ServiceCommunication__ServiceCommunicationType=Rest
| Setting | Default | Description |
|---|---|---|
ServiceCommunicationType | required | Rest or RabbitMQ. Must match the Manager. |
Host | required for RabbitMQ | Broker host name. |
Username | required for RabbitMQ | Broker username. |
Password | required for RabbitMQ | Broker password. |
Concurrency
Caps on how many jobs each Worker instance processes in parallel. Detection holds an inference slot for the duration of the job, so running multiple detections in parallel adds memory pressure without improving throughput; the default is 1. Redaction is lighter and runs up to four jobs in parallel by default.

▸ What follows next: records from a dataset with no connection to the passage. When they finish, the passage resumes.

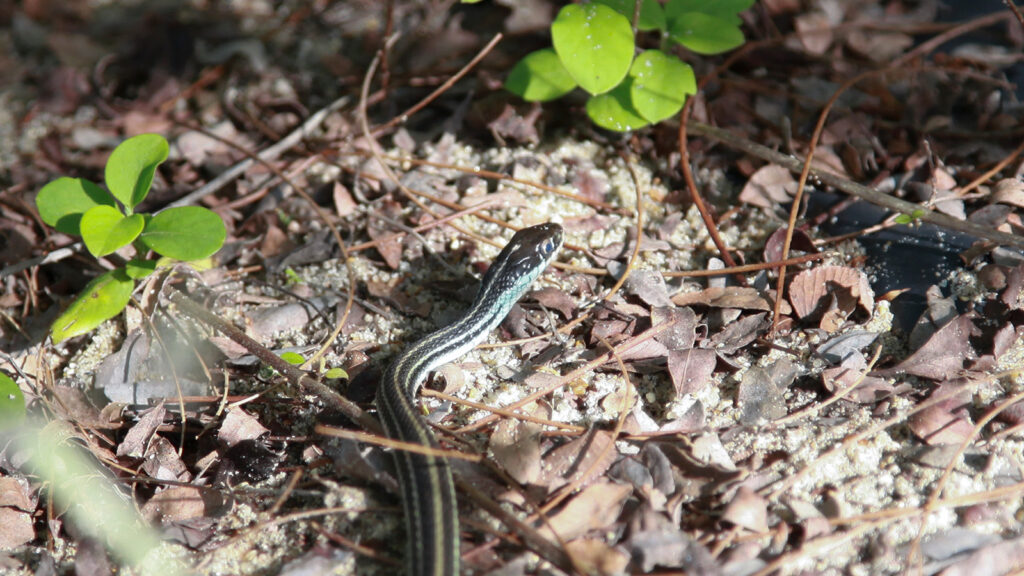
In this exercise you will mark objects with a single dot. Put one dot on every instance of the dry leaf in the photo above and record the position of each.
(516, 447)
(748, 509)
(690, 370)
(174, 504)
(590, 454)
(239, 425)
(812, 290)
(594, 508)
(769, 187)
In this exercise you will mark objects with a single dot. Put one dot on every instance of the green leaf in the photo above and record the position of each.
(336, 373)
(725, 9)
(706, 34)
(540, 77)
(11, 403)
(614, 111)
(186, 233)
(660, 83)
(104, 230)
(651, 13)
(62, 202)
(595, 44)
(101, 299)
(139, 269)
(131, 166)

ServiceCommunication__DetectionConcurrencyLimit=1
ServiceCommunication__RedactionConcurrencyLimit=4
| Setting | Default | Description |
|---|---|---|
DetectionConcurrencyLimit | 1 | Maximum detection jobs processed concurrently by this Worker instance. |
RedactionConcurrencyLimit | 4 | Maximum redaction jobs processed concurrently by this Worker instance. |
Inference
The Worker runs a semantic detection model for context-aware entity recognition. The Inference section tunes the inference runtime and the chunking behavior.

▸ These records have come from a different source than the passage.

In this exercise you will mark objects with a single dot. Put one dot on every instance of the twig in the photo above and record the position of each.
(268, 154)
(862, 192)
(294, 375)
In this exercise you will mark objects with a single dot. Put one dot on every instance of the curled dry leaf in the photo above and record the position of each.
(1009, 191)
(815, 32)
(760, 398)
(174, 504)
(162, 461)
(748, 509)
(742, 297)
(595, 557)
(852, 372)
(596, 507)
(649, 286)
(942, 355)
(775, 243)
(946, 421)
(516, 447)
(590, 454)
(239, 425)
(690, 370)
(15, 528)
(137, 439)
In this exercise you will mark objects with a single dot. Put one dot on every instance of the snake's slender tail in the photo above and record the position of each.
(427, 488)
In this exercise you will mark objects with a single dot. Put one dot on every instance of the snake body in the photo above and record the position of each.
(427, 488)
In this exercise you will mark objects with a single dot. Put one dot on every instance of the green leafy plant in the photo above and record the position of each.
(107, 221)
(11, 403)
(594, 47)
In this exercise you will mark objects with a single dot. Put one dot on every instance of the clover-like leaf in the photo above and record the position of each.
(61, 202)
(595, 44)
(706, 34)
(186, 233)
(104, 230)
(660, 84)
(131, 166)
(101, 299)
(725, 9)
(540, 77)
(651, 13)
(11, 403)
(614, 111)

Inference__ExecutionProvider=Auto
Inference__GpuDeviceId=0
Inference__CpuUtilizationPercentage=80
Inference__GraphOptimizationLevel=All
Inference__ExecutionMode=Parallel
Inference__BatchSize=1
Inference__MaxChunkSize=256
Hardware
| Setting | Default | Description |
|---|---|---|
ExecutionProvider | Auto | Auto uses GPU when running the -cuda Worker image, otherwise CPU. Cpu forces CPU inference. |
GpuDeviceId | 0 | Index of the GPU to use when ExecutionProvider resolves to a GPU. |
CpuUtilizationPercentage | 80 | Percentage of available CPU cores the runtime uses for inference. Range 1–100. |
Runtime
| Setting | Default | Description |
|---|---|---|
GraphOptimizationLevel | All | Graph optimization level: DisableAll, Basic, Extended, or All. |
ExecutionMode | Parallel | Sequential or Parallel. |
BatchSize | 1 | Number of text chunks sent to the model per inference call. Range 1–100; values outside the range are clamped. Higher values increase throughput at the cost of memory. |
Chunking
Long text is split into chunks before inference.

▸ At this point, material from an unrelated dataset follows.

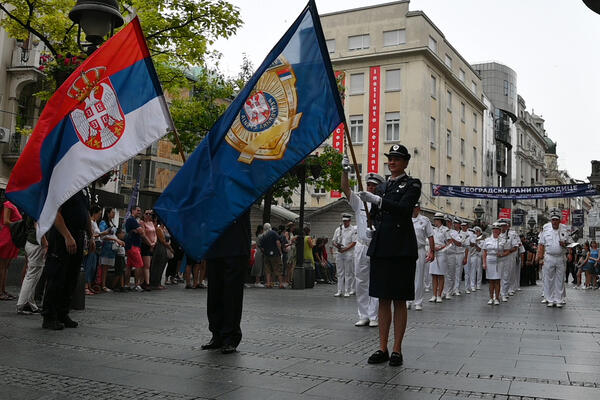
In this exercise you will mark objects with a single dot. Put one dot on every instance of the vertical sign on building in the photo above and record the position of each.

| Setting | Default | Description |
|---|---|---|
MaxChunkSize | 256 | Maximum tokens per chunk. Higher values give the model more context; lower values reduce per-chunk latency. Clamped to MaxLength if set higher. |
MaxLength | 512 | Hard upper bound on input length in tokens supported by the model. Don’t increase beyond what the configured model accepts. |
MaxWidth | 12 | Maximum span width in words for a single detected entity. |
Web server
WebServer__PortNumber=4885
| Setting | Default | Description |
|---|---|---|
PortNumber | 4885 | TCP port the Worker listens on. The Manager calls this port only when ServiceCommunicationType is Rest. |
MaxFileSizeBytes | null (no limit) | Maximum allowed body size on Worker endpoints. The Worker doesn’t accept user uploads, so the limit is normally left unset. |
MaxConcurrentConnections | 1000 | Maximum concurrent connections accepted by Kestrel. |
The remaining Kestrel limits (RequestHeadersTimeout, KeepAliveTimeout, MinRequestBodyDataRateBytesPerSecond, MinRequestBodyDataRateGracePeriod) accept the same values as on the Manager. Refer to Web server on the Manager configuration page.
Logging
Application logs are written to the console and, optionally, to a file. The fields are top-level (no section prefix).
LogFilePath=./logs/smart-redact-worker-log.txt
LogRetentionDays=7
| Setting | Default | Description |
|---|---|---|
LogFilePath | — | Path of the rolling-daily log file inside the container. Leave empty to disable file logging. |
LogRetentionDays | 7 | Number of days log files are retained on disk. |
The minimum log level isn’t a separate setting. It’s derived from the standard ASPNETCORE_ENVIRONMENT environment variable: when set to Development, the service emits Debug-level logs in a developer-friendly console format; any other value (the default) emits Information-level logs in JSON. Use Development only for local diagnostics.